Friday’s figures met this threshold, signaling an abrupt economic downshift. Consequently, investors sought safer assets, leading to declines in major stock indices: the S&P 500 dropped 2%, the Nasdaq 2.5%, and the Dow 1.5%. This trend continued into Monday with further sell-offs overseas.

The crypto market’s rapid decline raises questions about its role as either a speculative asset or a hedge against inflation and recession. Despite hopes that crypto could act as a risk hedge, the recent crash suggests it remains a speculative investment.

Since the downturn, the crypto market has seen its largest three-day sell-off in nearly a year, losing over $500 billion in market value. According to CoinGlass data, this bloodbath wiped out more than $1 billion in leveraged positions within the last 24 hours, including $365 million in Bitcoin and $348 million in Ether.

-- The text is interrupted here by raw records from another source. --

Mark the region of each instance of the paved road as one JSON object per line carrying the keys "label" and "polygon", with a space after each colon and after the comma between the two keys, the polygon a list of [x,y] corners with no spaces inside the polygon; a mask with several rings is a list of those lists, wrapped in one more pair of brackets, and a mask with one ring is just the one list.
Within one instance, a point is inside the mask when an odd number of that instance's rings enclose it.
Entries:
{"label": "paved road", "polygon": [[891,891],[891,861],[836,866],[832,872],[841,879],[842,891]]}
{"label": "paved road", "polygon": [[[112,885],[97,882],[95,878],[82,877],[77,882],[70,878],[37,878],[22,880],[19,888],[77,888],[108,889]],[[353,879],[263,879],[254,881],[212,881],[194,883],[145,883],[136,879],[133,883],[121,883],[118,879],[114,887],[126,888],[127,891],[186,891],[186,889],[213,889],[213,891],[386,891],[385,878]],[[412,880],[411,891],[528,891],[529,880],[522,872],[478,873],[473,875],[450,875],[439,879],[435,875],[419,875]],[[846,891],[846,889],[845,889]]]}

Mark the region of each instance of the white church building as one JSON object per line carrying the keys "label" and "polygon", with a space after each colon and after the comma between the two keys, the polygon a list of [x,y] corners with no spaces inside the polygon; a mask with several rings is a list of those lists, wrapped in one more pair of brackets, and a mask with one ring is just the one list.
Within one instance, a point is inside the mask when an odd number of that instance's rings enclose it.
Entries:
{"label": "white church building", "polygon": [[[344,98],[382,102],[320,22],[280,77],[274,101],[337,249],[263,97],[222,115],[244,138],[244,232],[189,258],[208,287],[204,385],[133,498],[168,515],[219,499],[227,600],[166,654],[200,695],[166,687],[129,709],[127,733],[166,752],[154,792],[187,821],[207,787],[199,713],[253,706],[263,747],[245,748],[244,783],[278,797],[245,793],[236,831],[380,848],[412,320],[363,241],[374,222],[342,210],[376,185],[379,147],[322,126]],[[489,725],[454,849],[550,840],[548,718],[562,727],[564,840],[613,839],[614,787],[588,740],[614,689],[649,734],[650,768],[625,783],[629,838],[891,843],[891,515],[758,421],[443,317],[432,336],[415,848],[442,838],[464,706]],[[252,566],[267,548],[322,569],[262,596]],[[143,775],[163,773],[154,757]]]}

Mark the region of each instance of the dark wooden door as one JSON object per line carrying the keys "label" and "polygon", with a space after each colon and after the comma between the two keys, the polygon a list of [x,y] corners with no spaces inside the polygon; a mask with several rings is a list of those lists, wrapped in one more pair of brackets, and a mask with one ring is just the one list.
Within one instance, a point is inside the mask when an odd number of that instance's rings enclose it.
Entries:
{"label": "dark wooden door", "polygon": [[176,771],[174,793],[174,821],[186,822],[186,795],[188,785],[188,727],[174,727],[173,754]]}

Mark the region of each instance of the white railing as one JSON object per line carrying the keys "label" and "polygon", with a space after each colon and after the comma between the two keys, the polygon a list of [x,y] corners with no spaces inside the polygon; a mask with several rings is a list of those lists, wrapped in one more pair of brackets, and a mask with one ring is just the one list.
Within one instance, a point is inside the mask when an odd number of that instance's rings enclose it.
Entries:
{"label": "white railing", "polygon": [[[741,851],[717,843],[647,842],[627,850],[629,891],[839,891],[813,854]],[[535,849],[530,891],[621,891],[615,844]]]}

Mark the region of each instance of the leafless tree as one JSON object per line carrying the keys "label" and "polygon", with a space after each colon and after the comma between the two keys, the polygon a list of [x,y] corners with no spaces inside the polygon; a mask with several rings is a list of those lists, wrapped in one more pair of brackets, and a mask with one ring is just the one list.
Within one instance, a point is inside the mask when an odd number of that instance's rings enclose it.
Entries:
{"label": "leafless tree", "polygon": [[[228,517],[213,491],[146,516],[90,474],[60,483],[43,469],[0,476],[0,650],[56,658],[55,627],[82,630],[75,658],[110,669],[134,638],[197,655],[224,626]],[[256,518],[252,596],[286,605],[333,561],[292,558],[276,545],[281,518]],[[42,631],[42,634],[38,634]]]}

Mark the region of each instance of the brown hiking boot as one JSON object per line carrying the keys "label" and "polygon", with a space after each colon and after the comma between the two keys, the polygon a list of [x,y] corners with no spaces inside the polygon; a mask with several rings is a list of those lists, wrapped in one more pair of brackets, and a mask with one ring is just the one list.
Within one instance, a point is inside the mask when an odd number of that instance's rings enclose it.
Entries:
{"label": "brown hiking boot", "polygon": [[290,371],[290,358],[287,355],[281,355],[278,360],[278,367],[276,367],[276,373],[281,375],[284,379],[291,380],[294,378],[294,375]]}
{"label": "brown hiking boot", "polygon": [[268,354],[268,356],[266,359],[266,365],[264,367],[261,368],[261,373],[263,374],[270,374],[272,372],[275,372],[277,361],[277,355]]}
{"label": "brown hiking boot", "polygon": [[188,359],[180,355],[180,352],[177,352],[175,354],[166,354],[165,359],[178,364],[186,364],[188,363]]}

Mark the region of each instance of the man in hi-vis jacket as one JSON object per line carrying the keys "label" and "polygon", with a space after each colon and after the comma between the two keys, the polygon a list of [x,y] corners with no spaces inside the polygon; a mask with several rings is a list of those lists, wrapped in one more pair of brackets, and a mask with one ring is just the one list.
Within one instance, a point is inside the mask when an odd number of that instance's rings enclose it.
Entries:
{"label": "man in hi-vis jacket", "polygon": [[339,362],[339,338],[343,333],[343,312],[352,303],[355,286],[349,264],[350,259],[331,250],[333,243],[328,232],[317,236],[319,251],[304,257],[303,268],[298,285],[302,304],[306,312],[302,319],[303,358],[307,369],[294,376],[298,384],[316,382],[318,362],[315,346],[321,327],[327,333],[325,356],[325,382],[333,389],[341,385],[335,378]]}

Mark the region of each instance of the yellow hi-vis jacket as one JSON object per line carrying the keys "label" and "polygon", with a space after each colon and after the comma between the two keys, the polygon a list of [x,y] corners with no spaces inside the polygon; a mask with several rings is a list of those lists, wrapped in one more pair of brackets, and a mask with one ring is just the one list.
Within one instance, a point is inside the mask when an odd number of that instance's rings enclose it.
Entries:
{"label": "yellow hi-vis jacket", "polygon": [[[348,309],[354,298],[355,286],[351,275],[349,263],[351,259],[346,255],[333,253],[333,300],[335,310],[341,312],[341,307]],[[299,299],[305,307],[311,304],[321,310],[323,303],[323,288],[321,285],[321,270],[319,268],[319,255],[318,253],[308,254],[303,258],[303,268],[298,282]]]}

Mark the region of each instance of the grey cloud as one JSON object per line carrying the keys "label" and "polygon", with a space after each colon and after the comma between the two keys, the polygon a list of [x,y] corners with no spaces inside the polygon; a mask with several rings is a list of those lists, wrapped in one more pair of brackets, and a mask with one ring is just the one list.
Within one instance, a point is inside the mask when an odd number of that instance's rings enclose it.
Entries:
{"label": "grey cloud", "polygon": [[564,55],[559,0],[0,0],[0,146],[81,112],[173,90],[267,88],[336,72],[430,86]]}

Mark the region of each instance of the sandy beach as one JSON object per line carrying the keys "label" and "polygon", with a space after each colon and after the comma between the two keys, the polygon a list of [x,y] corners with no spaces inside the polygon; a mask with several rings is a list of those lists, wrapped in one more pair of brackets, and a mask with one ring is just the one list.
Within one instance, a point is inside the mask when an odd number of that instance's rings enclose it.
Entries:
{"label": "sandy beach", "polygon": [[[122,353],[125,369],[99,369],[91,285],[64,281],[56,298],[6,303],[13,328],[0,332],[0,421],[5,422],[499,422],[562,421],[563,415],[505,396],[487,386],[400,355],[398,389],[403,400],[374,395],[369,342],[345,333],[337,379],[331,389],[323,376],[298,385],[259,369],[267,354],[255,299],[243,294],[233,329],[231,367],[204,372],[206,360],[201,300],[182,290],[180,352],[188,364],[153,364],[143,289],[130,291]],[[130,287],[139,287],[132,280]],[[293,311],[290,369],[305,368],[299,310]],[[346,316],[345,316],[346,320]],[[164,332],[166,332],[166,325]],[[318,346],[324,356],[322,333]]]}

Khushboo Khullar of Lightning Ventures, speaking to Bloomberg, argued that the crypto sell-off is part of a broader liquidity panic as traders rush to cover margin calls. Khullar views this as a temporary sell-off, presenting a potential buying opportunity.

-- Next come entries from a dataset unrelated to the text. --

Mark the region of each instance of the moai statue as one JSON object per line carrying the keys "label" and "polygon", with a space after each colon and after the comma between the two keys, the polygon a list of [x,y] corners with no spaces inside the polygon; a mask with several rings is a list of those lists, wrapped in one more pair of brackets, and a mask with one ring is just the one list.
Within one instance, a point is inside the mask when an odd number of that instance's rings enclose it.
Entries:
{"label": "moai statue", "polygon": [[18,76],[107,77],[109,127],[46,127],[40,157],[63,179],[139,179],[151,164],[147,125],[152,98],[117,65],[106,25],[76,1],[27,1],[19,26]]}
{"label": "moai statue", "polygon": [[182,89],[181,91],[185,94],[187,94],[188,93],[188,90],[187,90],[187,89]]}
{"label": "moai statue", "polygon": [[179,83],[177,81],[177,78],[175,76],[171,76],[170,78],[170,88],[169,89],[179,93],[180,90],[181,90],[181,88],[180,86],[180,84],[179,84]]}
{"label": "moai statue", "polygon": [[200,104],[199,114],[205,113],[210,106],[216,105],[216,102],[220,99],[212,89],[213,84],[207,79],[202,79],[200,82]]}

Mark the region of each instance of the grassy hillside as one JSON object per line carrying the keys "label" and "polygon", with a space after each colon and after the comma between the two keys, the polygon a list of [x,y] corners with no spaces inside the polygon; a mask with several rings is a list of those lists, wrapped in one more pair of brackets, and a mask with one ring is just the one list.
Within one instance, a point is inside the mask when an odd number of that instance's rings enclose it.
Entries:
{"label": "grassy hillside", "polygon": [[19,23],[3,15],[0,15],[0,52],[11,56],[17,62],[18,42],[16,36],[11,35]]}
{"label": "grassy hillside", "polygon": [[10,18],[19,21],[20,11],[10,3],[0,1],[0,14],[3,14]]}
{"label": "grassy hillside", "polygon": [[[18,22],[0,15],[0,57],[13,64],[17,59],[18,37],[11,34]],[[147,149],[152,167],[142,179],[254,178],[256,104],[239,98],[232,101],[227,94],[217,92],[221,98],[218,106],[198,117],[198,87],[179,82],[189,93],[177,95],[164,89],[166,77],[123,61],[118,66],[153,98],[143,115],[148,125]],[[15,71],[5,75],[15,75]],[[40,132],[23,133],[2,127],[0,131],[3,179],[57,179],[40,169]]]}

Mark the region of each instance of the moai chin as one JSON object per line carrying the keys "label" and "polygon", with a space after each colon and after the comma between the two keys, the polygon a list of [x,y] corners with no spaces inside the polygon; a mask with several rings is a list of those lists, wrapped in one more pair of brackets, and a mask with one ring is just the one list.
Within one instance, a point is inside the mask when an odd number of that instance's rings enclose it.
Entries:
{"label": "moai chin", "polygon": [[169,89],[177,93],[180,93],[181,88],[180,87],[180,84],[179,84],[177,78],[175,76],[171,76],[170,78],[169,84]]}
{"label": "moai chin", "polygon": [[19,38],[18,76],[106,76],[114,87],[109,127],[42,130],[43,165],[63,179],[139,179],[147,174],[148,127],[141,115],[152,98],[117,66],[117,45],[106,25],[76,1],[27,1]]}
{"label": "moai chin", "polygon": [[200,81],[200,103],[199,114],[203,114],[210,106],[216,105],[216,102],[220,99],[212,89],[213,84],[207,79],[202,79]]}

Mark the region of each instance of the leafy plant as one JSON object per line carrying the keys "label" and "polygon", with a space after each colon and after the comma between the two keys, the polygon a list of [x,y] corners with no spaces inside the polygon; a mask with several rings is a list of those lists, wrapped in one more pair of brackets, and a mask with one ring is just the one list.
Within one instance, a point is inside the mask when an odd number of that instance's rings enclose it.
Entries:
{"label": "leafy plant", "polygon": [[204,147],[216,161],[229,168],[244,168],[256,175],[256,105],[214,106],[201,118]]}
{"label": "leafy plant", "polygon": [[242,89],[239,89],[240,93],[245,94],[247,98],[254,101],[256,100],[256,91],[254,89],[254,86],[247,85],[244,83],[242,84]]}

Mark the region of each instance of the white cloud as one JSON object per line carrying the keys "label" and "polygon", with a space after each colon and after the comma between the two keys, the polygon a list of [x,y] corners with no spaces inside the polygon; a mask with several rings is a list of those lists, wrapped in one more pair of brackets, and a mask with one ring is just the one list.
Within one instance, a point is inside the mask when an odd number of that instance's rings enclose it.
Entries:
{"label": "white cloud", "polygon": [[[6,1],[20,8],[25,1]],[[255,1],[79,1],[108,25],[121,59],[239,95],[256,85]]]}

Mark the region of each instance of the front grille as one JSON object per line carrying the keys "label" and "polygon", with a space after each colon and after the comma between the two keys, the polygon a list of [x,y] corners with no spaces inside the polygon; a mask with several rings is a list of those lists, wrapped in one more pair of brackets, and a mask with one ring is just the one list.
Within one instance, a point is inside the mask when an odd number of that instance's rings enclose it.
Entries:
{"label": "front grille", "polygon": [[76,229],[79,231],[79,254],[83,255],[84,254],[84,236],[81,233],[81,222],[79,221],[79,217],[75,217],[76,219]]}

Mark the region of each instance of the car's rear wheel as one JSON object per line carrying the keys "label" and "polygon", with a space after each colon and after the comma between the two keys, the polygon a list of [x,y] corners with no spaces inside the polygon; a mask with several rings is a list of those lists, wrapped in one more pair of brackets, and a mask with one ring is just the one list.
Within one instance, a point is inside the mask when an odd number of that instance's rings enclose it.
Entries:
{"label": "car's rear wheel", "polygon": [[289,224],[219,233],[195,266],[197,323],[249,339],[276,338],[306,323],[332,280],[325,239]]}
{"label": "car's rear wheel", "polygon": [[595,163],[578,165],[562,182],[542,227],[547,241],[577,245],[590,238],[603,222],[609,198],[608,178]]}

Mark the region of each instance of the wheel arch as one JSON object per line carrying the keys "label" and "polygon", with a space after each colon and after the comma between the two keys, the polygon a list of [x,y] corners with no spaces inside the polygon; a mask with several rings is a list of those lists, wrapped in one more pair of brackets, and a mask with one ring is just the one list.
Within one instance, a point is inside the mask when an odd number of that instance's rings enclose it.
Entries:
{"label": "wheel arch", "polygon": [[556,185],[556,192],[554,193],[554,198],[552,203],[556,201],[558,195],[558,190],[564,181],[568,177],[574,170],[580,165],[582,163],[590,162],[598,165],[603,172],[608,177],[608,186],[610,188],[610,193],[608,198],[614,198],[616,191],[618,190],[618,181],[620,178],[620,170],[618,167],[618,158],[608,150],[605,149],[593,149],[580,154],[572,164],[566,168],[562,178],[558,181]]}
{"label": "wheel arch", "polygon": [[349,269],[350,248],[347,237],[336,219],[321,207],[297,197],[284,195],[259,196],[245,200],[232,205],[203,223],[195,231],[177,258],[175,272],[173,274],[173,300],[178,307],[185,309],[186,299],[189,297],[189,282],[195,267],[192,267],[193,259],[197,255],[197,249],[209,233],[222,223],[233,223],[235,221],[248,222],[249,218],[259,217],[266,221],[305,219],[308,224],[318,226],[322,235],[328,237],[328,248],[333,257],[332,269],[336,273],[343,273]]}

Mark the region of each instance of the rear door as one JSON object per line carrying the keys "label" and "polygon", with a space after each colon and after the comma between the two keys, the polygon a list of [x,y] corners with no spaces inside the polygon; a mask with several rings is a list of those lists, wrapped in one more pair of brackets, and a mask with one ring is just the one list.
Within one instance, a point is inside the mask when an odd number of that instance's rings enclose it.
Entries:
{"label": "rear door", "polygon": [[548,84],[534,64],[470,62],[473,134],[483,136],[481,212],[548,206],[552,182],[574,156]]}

Josh Gilbert, an eToro market analyst, supports Khullar’s perspective, suggesting that the expected Federal Reserve rate cuts could benefit crypto assets. “Crypto assets have sold off, but many investors will see an opportunity. We see Federal Reserve rate cuts, which are now likely to come sharper than expected, as hugely positive for crypto assets,” Gilbert told Coindesk.

Despite the recent volatility, crypto continues to make strides toward mainstream acceptance. Notably, Morgan Stanley will allow its advisors to offer Bitcoin ETFs starting Wednesday. This follows more than half a year after the introduction of the first Bitcoin ETF. The investment bank will enable over 15,000 of its financial advisors to sell BlackRock’s IBIT and Fidelity’s FBTC. This move is seen as a significant step toward the “mainstreamization” of crypto, given the lengthy regulatory and company processes in major investment banks.

The recent crypto market downturn highlights its volatility and the broader economic concerns affecting all risk assets. While some analysts see the current situation as a temporary sell-off and a buying opportunity, others caution against the speculative nature of crypto. As the market evolves, its role as a mainstream alternative asset continues to grow, marked by increasing institutional acceptance and new investment opportunities.